Tuesday 12 March 2013

Lent for Extroverts 24: Climbing trees

I had to rescue a kitten from up a tree today. When I say 'had to', it was a difficult call: it was the kitten's first tree experience, though she's been practising on a tall fabric screen in the study, so I knew her balance was already amazing, but the first time she went up that she couldn't get down either. 

She had no hesitation in shimmying up the apple tree - nice day, a bit windy, but Spring is on the way and here it was, right before her, a vertical brown object just perfect for digging your claws into, up you go fast, lots of smaller sticky out bits you can hare along too, amazing feeling, no one can catch me...until you suddenly discover the ground is rather a long way off and going down feet first is not quite the same exhilarating experience....in fact it's really quite tricky. So after going back up higher and back down to the same spot fifteen feet off the ground several times, you just stop and look at your owner with those big hazel eyes and start mewing helplessly.

If I'd been in less of a hurry to go to work I would have stayed and watched a bit longer but I began to anthropomorphize rapidly, imagining my little black dot was stuck for ever and needed her mum to save her (classic mother-knee-jerk response). One wobbly stepladder, several fruitless attempts at calling her name and tapping the branch and a desperate grab later, and she was in my arms and swiftly into the kitchen with the door closed.

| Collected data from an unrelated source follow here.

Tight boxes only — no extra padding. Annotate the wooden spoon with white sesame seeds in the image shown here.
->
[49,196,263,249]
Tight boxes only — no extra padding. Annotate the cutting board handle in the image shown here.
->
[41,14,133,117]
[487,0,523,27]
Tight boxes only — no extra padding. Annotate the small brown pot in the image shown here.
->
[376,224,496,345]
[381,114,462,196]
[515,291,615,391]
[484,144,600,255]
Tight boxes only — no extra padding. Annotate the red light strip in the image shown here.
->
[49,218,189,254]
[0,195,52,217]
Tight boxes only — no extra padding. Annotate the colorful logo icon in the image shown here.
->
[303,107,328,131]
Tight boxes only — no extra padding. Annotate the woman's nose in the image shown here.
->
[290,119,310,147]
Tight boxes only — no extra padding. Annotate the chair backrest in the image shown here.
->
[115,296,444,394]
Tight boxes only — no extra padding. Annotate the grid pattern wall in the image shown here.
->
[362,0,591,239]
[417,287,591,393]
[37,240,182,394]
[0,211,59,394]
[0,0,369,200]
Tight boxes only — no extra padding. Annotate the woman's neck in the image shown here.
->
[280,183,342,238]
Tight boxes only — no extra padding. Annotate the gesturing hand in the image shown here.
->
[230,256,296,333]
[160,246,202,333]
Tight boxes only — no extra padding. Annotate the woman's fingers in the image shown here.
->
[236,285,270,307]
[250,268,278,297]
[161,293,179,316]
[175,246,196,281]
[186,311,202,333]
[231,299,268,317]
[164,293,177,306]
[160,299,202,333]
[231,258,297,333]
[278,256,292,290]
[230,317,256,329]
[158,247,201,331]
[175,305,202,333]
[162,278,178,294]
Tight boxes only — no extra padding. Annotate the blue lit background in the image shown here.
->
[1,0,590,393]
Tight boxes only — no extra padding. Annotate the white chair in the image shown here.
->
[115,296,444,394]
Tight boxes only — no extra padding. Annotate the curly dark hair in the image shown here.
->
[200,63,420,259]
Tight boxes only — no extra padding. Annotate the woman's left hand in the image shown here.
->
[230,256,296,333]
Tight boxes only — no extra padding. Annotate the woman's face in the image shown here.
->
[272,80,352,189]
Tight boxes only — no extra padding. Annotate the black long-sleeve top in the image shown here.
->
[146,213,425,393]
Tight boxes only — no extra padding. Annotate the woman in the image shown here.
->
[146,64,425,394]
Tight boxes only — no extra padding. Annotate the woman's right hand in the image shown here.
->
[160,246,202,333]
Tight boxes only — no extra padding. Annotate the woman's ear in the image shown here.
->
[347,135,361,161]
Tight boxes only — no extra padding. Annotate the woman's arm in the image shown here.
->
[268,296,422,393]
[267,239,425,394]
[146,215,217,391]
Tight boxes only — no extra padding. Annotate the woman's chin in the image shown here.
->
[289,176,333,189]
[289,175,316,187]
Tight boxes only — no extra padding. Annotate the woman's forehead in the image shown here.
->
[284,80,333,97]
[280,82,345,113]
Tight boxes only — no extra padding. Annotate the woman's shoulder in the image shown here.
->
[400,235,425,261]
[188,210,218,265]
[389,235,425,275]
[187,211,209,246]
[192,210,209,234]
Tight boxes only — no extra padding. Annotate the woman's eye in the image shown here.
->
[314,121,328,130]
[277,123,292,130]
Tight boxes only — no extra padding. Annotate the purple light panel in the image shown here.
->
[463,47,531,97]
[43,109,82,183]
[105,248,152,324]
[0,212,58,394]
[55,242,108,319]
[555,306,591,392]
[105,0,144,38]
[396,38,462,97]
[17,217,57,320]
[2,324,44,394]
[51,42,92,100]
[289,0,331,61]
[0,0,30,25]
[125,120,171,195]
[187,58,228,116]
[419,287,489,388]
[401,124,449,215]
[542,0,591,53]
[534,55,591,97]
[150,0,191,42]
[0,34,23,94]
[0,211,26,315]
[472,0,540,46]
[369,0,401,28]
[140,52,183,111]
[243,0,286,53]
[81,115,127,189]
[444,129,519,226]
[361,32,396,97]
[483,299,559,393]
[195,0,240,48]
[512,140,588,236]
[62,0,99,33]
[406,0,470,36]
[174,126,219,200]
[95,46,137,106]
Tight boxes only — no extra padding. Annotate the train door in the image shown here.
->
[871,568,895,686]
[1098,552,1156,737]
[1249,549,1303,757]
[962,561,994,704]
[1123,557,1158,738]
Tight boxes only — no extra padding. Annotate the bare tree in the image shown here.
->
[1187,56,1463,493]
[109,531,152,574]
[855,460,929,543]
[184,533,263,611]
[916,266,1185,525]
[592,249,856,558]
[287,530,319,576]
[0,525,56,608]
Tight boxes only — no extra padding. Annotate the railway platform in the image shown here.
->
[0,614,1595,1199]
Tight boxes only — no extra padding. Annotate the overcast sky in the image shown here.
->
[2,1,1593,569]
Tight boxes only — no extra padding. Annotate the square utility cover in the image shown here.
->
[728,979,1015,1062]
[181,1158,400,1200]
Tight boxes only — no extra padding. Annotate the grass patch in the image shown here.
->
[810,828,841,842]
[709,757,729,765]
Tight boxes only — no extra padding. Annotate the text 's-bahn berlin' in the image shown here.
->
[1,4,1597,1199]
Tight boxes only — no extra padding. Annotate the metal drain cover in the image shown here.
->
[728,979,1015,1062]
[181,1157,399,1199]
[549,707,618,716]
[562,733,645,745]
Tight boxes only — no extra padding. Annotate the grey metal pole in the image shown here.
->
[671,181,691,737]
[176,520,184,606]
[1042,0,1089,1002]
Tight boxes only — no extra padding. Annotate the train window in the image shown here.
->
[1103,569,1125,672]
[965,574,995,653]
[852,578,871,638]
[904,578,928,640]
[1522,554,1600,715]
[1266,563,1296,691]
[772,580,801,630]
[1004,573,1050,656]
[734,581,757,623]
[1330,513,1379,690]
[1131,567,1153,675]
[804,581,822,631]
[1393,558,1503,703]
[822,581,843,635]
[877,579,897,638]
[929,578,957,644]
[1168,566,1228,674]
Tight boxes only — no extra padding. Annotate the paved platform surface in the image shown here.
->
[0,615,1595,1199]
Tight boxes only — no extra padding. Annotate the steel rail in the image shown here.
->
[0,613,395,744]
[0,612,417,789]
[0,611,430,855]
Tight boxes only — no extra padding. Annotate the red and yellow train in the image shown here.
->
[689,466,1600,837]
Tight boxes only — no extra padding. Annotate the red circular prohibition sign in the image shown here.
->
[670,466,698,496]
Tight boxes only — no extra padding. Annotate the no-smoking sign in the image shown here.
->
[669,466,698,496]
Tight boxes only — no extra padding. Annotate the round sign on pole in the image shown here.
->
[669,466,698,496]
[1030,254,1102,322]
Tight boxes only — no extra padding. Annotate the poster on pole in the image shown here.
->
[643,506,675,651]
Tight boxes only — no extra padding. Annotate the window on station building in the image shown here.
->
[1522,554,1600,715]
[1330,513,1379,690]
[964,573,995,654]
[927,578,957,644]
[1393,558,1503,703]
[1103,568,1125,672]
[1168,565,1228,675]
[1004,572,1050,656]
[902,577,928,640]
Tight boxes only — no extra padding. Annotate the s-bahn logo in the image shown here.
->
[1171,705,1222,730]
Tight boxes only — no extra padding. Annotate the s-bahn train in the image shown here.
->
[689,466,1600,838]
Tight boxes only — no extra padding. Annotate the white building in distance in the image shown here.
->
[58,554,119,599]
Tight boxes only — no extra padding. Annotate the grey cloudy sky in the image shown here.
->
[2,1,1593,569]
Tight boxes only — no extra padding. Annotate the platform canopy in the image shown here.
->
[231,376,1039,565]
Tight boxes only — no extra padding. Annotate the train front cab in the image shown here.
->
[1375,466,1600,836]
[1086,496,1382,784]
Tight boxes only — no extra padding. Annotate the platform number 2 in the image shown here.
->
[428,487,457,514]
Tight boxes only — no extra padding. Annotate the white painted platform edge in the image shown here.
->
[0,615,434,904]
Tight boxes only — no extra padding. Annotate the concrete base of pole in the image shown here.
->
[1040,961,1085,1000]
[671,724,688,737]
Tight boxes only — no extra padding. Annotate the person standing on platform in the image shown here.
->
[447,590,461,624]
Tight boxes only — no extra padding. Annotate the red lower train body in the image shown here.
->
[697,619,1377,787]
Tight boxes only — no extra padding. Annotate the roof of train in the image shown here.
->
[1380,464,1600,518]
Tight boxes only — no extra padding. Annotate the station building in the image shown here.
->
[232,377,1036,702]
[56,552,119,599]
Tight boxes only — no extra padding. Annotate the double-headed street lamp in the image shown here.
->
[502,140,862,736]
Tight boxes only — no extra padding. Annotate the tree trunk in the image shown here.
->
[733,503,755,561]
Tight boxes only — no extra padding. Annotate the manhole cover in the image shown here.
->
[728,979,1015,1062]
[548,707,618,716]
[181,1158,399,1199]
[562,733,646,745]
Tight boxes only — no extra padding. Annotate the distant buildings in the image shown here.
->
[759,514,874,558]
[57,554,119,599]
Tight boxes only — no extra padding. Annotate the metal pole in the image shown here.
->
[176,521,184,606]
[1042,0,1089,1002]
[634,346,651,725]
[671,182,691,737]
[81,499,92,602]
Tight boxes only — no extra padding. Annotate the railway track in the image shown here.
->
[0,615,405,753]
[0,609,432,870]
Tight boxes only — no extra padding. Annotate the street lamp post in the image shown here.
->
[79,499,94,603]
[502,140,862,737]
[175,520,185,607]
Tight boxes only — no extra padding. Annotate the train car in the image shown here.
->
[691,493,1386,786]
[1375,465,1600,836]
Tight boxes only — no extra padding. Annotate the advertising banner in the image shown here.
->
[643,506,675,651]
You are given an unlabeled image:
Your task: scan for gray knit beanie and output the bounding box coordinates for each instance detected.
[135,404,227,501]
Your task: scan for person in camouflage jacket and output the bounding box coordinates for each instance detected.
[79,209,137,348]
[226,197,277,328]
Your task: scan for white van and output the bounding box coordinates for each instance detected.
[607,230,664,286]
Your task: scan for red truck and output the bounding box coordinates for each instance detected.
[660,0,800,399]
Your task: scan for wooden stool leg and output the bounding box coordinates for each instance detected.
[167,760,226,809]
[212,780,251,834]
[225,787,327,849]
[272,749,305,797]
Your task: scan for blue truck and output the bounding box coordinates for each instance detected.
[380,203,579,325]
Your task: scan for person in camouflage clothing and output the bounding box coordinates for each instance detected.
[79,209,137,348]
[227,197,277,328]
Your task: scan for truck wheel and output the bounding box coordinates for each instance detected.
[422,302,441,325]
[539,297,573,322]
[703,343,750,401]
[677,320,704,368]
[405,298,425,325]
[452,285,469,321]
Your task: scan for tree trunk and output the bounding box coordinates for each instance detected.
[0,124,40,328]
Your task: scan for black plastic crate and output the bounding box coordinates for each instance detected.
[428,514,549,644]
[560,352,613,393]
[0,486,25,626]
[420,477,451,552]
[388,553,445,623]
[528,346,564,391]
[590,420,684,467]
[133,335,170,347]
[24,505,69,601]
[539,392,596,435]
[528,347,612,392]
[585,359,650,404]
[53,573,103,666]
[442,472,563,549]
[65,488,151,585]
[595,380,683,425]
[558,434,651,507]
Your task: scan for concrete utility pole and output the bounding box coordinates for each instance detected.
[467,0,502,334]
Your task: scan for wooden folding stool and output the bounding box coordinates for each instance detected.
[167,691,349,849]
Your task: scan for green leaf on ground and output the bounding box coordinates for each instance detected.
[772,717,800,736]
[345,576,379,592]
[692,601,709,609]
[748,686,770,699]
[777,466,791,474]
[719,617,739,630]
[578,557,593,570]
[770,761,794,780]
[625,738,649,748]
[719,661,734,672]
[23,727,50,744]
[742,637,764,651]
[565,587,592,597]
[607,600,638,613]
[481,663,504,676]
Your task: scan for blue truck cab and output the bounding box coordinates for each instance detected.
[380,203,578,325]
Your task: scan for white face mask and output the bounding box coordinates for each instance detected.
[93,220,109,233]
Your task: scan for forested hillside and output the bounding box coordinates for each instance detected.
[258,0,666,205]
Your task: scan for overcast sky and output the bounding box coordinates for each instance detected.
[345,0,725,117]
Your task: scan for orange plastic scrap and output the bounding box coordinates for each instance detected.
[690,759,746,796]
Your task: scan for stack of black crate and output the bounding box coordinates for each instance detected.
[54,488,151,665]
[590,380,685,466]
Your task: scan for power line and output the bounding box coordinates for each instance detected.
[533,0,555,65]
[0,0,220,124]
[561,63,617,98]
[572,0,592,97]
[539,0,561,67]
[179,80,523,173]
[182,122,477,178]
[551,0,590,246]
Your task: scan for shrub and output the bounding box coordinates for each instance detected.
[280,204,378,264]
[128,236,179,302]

She probably spent the rest of the day thinking 'I don't know why that strange being got me down from a most enjoyable romp up the vertical brown spiky object; I was having such a great time...beats climbing up those green swishy things that hang near the windows any day...'


The response to small inexperienced beings appearing to get into trouble is so immediate; one wants simply to rescue them. It's just as well we never really see what goes on when we leave our tiny tots at child minders/nursery/school etc. We'd probably never be able to watch what they go through in order to grow up, without wanting to intervene every ten minutes. When I first left one of mine at nursery, they would lift him up at the window to wave goodbye, but I would have preferred not to see his little face crumpling behind the glass. Maybe a certain amount of ignorance is bliss.

And God lets all sorts of things happen to us in order that we should grow up. There would be little point in him rescuing us from this and that, even if think we need him to come and take it all away; we'd never learn to stand on our own two feet if that were the case. Perhaps we are more often the answer to our own prayers than we realise. 

I'm going to need a lot more stamina to allow the kittens up the tree and let them make their own mistakes, whatever that means. Growing up is too precious to keep intervening. But I'll probably be standing under there for a while yet; worrying.